If absorbing those forces caused the spindle’s integrity to fail, it could spell the end for both daughter cells or cause diseases that arise from errors in cell division and chromosome arrangement. In this way, all eukaryotic life, including human life, rides on the spindle’s success with each cell division across an organism’s lifetime.

Until recently, researchers didn’t have the tools to physically manipulate the mammalian spindle structure at the subcellular scale to toy with it and find out how it works. Recently a team of researchers led by Sophie Dumont, a biophysicist at the University of California, San Francisco, used microneedles to physically manipulate and stress the structure in mammal cells for the first time — and then observe how the spindle holds together through intense strain as it wrenches the chromosomes apart.

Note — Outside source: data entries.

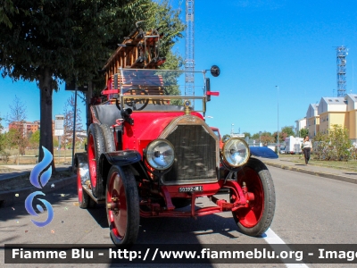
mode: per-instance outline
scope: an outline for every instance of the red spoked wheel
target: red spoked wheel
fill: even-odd
[[[129,167],[113,165],[106,187],[106,208],[111,237],[115,245],[132,245],[139,231],[137,187]]]
[[[79,167],[77,167],[77,190],[80,208],[90,208],[95,206],[96,203],[92,200],[89,195],[83,189]]]
[[[233,218],[243,233],[259,236],[268,230],[274,217],[275,189],[270,172],[260,160],[250,158],[237,175],[243,188],[245,183],[250,200],[247,207],[232,212]]]
[[[101,128],[92,123],[88,130],[88,166],[93,195],[98,199],[104,197],[104,182],[99,173],[99,157],[105,152],[105,142]]]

Sophie Dumont is the first researcher to physically probe the workings of the mitotic spindle in a mammalian cell. Cindy Chew

The experiments have shown how a self-repair mechanism enables the spindle to stabilize itself under force and avoid disintegrating. These findings, which were published in February 2026 in Current Biology, provide a window into the physics of the cellular world, where complex living machines endure physical forces and stresses like machines in a factory. The spindle’s mechanical quirks show just how weird materials science can get at the finest scales of life.

A Living Material

By virtue of being biological, the cell spindle presents massive complexity for materials physicists. Most human-made materials contain just a few different types of molecules, said Colm Kelleher, a biophysicist at Syracuse University who was not involved with the new research. Meanwhile, the spindle is made of hundreds of different types of individual protein molecules, and any one of them is “an extremely complex object,” he said.

That puts the spindle in an unusual size class that complicates experiments. “There’s quite a bit that scientists know about the mechanics of individual molecules, and there’s quite a bit that scientists know about the mechanics of tissues and organisms, like how muscles generate force,” Dumont said. “But mechanics at this scale of many molecules together forming this macromolecular structure is harder to probe. So we know less about it, but it’s just as important.”